I pulled out a big wad of bills from my pocket, and my bag of weed fell out on the floor. I froze again. Fortunately, the dude didn't seem to notice the bag. I started counting and tried to figure out what to do. I could probably hide the bag under my foot. Only problem was, it landed real close to him. I decided to go for it anyway. As I started counting out the change, I sort of edged my foot in toward him. He looked at me, like he knew what I was up to. Shit! This guy was gonna try to nab my weed for himself. Or as evidence for the cops! I stopped counting and had to think of another plan.

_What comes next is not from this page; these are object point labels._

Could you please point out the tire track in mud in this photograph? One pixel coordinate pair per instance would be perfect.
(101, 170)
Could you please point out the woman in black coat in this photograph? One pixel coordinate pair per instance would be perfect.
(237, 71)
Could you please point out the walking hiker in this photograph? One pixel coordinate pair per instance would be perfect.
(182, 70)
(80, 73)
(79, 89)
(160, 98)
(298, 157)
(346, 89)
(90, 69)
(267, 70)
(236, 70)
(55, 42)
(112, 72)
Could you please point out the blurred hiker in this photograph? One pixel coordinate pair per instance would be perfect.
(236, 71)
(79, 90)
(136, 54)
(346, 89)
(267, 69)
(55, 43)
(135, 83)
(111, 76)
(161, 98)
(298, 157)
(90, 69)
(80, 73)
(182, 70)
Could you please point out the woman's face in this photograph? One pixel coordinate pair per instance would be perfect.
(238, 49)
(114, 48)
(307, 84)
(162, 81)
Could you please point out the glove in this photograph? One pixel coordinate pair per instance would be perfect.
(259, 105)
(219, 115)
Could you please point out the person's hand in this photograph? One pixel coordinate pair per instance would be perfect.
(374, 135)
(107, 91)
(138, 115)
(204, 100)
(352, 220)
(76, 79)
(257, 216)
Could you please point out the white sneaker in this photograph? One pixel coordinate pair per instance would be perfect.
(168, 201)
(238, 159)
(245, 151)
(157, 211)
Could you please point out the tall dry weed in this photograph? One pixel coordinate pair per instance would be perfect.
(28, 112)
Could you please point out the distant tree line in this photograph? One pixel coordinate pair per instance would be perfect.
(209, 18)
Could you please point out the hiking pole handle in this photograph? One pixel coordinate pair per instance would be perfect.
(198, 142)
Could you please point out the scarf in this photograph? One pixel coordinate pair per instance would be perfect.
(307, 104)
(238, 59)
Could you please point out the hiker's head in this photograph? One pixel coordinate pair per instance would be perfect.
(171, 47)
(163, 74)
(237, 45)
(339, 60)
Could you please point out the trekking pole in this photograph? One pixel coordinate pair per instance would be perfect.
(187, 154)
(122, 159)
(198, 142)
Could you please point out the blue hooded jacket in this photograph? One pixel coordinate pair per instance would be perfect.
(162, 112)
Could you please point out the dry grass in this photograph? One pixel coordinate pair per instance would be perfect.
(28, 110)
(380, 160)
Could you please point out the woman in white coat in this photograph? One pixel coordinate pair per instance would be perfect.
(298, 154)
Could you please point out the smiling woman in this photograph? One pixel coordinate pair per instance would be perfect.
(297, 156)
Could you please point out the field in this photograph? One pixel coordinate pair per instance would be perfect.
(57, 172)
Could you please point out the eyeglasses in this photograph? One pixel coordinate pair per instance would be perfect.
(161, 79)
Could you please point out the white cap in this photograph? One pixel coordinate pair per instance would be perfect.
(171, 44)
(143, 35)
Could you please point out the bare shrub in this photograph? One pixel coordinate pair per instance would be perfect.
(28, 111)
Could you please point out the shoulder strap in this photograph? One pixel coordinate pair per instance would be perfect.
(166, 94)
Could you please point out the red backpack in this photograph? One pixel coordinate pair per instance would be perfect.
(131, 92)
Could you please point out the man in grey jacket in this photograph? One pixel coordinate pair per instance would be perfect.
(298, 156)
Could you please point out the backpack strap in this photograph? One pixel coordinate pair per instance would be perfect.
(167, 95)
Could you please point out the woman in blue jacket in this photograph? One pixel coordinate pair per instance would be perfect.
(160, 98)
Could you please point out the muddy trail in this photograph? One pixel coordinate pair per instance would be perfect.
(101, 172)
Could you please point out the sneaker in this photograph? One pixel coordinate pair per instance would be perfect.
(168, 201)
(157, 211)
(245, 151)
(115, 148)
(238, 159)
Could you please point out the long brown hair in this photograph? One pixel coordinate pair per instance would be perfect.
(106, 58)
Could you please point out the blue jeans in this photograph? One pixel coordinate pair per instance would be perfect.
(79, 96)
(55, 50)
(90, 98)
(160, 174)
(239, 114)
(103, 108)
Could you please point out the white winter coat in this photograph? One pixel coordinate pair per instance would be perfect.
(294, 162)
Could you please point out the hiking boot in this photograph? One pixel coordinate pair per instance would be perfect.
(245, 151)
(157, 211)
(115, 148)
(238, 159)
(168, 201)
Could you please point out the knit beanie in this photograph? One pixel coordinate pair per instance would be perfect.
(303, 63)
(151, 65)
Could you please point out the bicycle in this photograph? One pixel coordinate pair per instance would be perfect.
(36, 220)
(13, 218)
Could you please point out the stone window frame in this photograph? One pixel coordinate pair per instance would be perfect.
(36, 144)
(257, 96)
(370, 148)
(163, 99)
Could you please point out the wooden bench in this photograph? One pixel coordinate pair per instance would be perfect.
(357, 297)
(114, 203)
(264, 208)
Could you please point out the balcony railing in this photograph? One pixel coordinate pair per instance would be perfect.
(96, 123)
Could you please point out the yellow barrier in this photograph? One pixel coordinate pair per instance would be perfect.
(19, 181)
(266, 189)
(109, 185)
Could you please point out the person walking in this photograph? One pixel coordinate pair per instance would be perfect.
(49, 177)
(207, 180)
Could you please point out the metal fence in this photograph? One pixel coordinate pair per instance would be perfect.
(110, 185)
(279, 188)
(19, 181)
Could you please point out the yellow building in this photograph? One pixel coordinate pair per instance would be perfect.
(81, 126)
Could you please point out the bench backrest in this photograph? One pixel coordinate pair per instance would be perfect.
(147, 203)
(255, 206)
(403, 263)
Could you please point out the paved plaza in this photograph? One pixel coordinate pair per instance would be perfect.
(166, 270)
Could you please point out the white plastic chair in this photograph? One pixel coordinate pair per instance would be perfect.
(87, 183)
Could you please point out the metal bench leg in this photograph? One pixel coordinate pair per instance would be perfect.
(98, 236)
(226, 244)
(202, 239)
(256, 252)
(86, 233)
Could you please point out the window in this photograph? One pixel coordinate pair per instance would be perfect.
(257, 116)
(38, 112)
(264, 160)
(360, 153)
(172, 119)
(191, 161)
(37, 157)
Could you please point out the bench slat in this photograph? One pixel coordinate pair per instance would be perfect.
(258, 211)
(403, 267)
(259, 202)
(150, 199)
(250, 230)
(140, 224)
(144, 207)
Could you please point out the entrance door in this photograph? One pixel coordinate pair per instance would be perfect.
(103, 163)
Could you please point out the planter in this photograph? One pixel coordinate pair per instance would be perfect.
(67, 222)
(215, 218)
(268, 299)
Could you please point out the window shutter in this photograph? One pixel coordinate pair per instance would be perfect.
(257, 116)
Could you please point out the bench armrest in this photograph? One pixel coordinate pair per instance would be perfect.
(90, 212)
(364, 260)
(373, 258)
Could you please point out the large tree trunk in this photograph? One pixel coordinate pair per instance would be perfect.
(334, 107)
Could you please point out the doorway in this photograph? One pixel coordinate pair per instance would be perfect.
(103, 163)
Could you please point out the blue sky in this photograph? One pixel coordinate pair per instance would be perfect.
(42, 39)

As I started counting his change for a third time, I noticed that about five feet from me was one of those Big Wheel things. Must have belonged to the dude's kid. Acting fast, I kicked my bag under it. As I kicked, though, I brushed his leg and he looked down. Fortunately for my ass, it was a direct hit, and the bag slid right under the Big Wheel before he ever got the chance to notice.

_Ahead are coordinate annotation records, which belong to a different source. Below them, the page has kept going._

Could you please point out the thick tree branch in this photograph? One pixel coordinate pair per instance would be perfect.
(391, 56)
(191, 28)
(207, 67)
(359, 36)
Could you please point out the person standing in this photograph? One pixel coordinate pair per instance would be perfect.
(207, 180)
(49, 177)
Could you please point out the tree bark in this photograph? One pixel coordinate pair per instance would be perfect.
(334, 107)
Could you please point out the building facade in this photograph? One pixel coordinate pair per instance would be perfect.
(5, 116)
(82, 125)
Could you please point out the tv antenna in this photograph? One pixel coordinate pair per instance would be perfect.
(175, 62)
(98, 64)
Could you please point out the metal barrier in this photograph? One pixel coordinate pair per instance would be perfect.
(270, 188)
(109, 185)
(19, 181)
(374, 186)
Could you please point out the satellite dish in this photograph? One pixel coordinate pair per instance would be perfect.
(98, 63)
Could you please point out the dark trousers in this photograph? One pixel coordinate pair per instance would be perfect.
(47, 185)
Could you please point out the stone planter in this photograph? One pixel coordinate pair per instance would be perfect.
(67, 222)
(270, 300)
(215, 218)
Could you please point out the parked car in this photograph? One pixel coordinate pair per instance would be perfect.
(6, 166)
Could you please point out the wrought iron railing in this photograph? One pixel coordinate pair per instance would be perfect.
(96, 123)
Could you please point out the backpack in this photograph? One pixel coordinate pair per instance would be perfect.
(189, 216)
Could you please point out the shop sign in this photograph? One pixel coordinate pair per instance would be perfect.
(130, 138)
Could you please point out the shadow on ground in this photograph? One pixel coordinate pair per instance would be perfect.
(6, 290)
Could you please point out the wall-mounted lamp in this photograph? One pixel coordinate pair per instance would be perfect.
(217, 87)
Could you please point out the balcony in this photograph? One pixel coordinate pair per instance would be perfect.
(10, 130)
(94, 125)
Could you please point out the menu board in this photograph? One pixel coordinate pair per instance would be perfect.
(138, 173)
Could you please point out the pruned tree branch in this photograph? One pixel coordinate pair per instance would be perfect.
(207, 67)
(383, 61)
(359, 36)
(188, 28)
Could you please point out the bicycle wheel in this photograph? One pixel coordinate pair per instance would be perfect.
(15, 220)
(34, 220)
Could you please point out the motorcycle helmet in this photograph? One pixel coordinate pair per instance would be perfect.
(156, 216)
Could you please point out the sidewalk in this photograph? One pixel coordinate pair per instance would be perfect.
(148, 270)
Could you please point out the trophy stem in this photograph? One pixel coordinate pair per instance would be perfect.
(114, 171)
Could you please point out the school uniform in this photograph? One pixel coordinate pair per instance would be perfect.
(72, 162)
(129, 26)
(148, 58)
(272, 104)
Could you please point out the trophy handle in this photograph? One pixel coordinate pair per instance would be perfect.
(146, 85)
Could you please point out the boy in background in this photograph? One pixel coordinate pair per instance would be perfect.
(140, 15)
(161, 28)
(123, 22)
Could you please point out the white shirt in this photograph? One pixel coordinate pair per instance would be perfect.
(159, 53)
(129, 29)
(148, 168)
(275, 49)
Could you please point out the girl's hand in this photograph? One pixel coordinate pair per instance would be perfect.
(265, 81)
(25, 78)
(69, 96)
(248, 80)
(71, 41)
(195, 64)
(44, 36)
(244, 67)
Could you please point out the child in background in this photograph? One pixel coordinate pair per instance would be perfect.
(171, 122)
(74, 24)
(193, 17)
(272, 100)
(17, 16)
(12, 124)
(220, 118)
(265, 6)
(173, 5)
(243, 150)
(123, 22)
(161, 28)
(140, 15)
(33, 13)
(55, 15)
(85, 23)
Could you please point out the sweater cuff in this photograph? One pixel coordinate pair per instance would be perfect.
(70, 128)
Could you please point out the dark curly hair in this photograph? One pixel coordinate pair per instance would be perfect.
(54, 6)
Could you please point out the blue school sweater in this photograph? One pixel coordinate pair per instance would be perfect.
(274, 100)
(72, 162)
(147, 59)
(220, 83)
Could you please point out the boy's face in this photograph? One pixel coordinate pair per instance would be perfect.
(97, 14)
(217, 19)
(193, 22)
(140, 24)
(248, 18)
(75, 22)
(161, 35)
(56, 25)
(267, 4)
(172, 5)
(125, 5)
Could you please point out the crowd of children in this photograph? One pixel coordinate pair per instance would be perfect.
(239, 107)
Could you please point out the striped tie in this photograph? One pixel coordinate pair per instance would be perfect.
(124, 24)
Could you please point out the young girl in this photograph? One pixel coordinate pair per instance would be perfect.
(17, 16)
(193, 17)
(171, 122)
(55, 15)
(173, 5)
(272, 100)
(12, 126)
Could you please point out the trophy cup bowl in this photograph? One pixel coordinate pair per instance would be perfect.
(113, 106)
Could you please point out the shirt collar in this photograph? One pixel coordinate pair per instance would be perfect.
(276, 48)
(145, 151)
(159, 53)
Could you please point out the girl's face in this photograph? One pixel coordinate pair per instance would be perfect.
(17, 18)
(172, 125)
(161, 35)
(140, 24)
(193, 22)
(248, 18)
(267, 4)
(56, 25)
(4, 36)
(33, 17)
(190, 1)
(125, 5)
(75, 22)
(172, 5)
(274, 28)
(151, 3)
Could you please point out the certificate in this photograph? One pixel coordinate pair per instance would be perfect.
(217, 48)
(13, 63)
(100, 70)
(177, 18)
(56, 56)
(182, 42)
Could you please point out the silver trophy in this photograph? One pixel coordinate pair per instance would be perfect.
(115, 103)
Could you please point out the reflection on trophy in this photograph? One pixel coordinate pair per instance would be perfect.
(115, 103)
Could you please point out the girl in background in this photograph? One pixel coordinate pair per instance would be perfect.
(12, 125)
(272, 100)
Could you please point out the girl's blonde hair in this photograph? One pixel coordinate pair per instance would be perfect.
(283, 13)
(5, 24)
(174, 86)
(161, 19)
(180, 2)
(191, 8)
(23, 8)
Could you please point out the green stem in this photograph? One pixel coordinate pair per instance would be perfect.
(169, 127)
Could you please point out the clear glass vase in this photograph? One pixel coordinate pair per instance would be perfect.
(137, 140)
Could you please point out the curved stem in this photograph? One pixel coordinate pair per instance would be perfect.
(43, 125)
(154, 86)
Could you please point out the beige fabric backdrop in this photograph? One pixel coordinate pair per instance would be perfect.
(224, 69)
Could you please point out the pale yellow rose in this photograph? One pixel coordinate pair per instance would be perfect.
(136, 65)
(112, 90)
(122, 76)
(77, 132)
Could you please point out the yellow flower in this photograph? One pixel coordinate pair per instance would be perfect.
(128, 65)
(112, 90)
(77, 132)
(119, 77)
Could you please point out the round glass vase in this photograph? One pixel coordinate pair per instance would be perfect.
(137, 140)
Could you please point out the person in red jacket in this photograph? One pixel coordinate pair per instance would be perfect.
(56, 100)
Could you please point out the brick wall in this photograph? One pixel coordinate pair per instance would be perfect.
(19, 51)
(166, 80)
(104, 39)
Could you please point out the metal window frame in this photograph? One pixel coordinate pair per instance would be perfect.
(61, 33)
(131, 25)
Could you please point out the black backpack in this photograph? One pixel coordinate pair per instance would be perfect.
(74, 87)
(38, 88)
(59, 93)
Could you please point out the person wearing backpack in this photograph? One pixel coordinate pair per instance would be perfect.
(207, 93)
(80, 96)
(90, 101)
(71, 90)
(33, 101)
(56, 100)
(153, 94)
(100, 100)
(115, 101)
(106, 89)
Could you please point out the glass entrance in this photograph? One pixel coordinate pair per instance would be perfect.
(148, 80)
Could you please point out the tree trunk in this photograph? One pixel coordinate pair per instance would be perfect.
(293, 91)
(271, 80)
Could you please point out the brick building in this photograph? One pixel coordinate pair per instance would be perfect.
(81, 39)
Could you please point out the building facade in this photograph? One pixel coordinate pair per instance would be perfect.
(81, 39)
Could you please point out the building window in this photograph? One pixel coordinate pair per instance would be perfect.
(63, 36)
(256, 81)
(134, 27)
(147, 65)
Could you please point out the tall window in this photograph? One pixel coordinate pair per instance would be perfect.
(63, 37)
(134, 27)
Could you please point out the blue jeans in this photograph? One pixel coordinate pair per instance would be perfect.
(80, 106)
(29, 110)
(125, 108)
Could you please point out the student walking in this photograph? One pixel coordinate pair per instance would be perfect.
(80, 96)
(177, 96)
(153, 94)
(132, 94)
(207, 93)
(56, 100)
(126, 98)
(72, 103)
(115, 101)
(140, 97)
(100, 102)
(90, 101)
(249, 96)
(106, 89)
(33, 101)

My weed safe and sound under the Big Wheel, I finally relaxed enough to get his change right. He gave me a $2 tip and said thanks. I said, "You're welcome." But then he stared at me kinda funny and looked at the Big Wheel. Uh-oh. I figured he knew about the weed, and I was going to have to think of something fast.

I said, "Well, goodnight," and went back to the car. He was still watching me as I got in. I figured the best thing I could do was to circle around the block a few times and then go back for the weed when the coast was clear, if he hadn't already grabbed it and called the cops. This had to be like a commando mission where I sneaked up on the porch, grabbed my weed, and got away as quick as I could. After cruising around for about 15 minutes, I pulled back up to the house and made a break for it.

I got up to the porch and hit a squeaky floor board. I was in way too deep to turn back. I lifted the Big Wheel and snagged the weed. Just then, I heard someone get up inside the house. They must have heard me! I held on to that weed for dear life and vaulted over the side of the porch. Well, my right foot got caught in a bush as I landed, and that's when I sprained my ankle. It hurt like a motherfucker. I limped over to my car as fast as I could and hauled ass back to The Leaning Tower Of Pizza.

Well, the long and short of it is, I didn't have to work for the rest of the night. (I gave 'em some bullshit story about how I slipped off a curb.) Not only that, I got some days off on workman's comp. So this Thanksgiving, I am thankful that I was able to successfully retrieve my weed. And I'm thankful that I'm getting paid without working. I'm also thankful to have buds like Wes and Ron who will drop by with beer and grub so I don't have to stand up on my gimp leg for too long. And I'm thankful that I have tickets to the Dec. 22 Blue Öyster Cult show over at the Kane County Fairgrounds Pavilion. I ain't too thankful about the fact that I can't get out and do the town, though. Things are getting pretty soft without Jim Anchower to shake them up. But when I get back, I'll be in rare form, ready to cut loose like nobody's business.